"Quando scoppia una guerra che cosa si fa? Uno Stato chiama i soldati al fronte. Ma qui è come se i soldati, pochi e sguarniti, fossero stati lasciati da soli a combattere una guerra senza le armi. Perché quella che noi medici di emergenza viviamo ogni giorno in pronto soccorso è una vera guerra. Lo dicono i turni, massacranti, quelli che stanno facendo scappare le giovani leve. Ad aprile un altro di noi si licenzierà, per andare a fare il medico di base, lasciando per sempre l’ospedale". Una lettera di denuncia con la minaccia di dimissioni in massa è un fatto unico, mai accaduto prima. La protesta dei medici di emergenza dell’Asl Toscana Centro si allarga. Intanto a parlare è uno dei firmatari del documento del Pronto soccorso di Pistoia. Che ci racconta i numeri di questa "guerra". Perché sulla carta, il reparto di emergenza pistoiese dovrebbe poter contare su 22 dottori, un numero nella realtà mai raggiunto. "Finché siamo stati 19 o 18 ce l’abbiamo fatta – spiega il medico – ma di certo ora non si può portare avanti un presidio così complesso, con soli 15 medici. Questo si traduce in turni massacranti, ma anche nella impossibilità di dare risposte adeguate alle persone. Perché è di questo che si tratta". Con 15 medici in turnazione, la possibilità di rispettare anche la normativa sul giusto riposo diventa difficile.
"Prima dovevamo fare 3 o 4 notti al mese – spiega il dottore – ora capita che si arrivi anche a 7 notti mensili. Poi, al termine del notturno, si dovrebbero avere due giorni di riposo, ma capita spesso che si venga richiamati in servizio, perché non c’è personale a sufficienza. Dovremmo lavorare uno, massimo due week-end al mese, ma invece siamo costretti a coprirne anche tre su quattro. Vuol dire vivere in pronto soccorso e perdere la lucidità e anche la motivazione".
Come sta accadendo a molti, soprattutto ai più giovani, che stanno lasciando il reparto per scegliere di fare i medici di famiglia, dunque abbandonando l’attività ospedaliera.
Eppure la soluzione ci sarebbe e il Covid lo ha insegnato. "Quando è scoppiata l’emergenza del nuovo virus – racconta il dottore – non ci abbiamo pensato su due volte: la direzione ha chiamato tutti a lavorare e nessuno dei colleghi si è tirato indietro. Eravamo tutti in prima linea, perché era scoppiata una guerra. Ma la guerra non è finita, anzi. Dopo il picco dei contagi, lo strascico del Covid aveva comunque diminuito gli accessi. Oggi siamo tornati a lavorare con un numero alto di richieste: bisogni diversi a cui rispondere, soprattutto quelli di pazienti anziani e cronici. Ma la differenza è che dall’altra parte, siamo molti meno".

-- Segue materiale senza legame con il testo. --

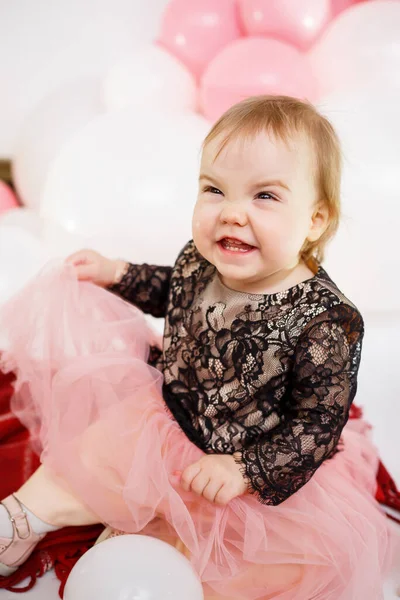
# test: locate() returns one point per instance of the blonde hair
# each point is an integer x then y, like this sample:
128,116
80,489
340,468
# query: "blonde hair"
285,117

La soluzione sarebbe "arruolare" i medici internisti, come si diceva anche nella lettera di denuncia, ma anche altre figure, come i medici del 118. "Qui si tratta di dare un segnale - spiega il dottore - basterebbe intanto mettere a disposizione alcune ore di servizio dei colleghi per farci rifiatare". Un capitolo a parte è quello della graduatoria dei medici internisti specializzati a cui è data la possibilità (ma sarebbe un obbligo) di prestare due anni di servizio nei reparti di emergenza. Una chiamata a cui sono pochissimi a rispondere.
"Degli 80 medici in graduatoria, solo uno ha scelto di venire a prestare servizio nel pronto soccorso di Pistoia. E gli altri 79 dove sono?", si chiede il dottore. Infine, i posti letto. A Pistoia come in tutti i pronto soccorso la cura dimagrante ha portato a una situazione difficile da gestire. "La riduzione è stata graduale, ma oggi siamo al collasso: non c’è personale e il reparto non può rispondere alla mole di richieste dal territorio".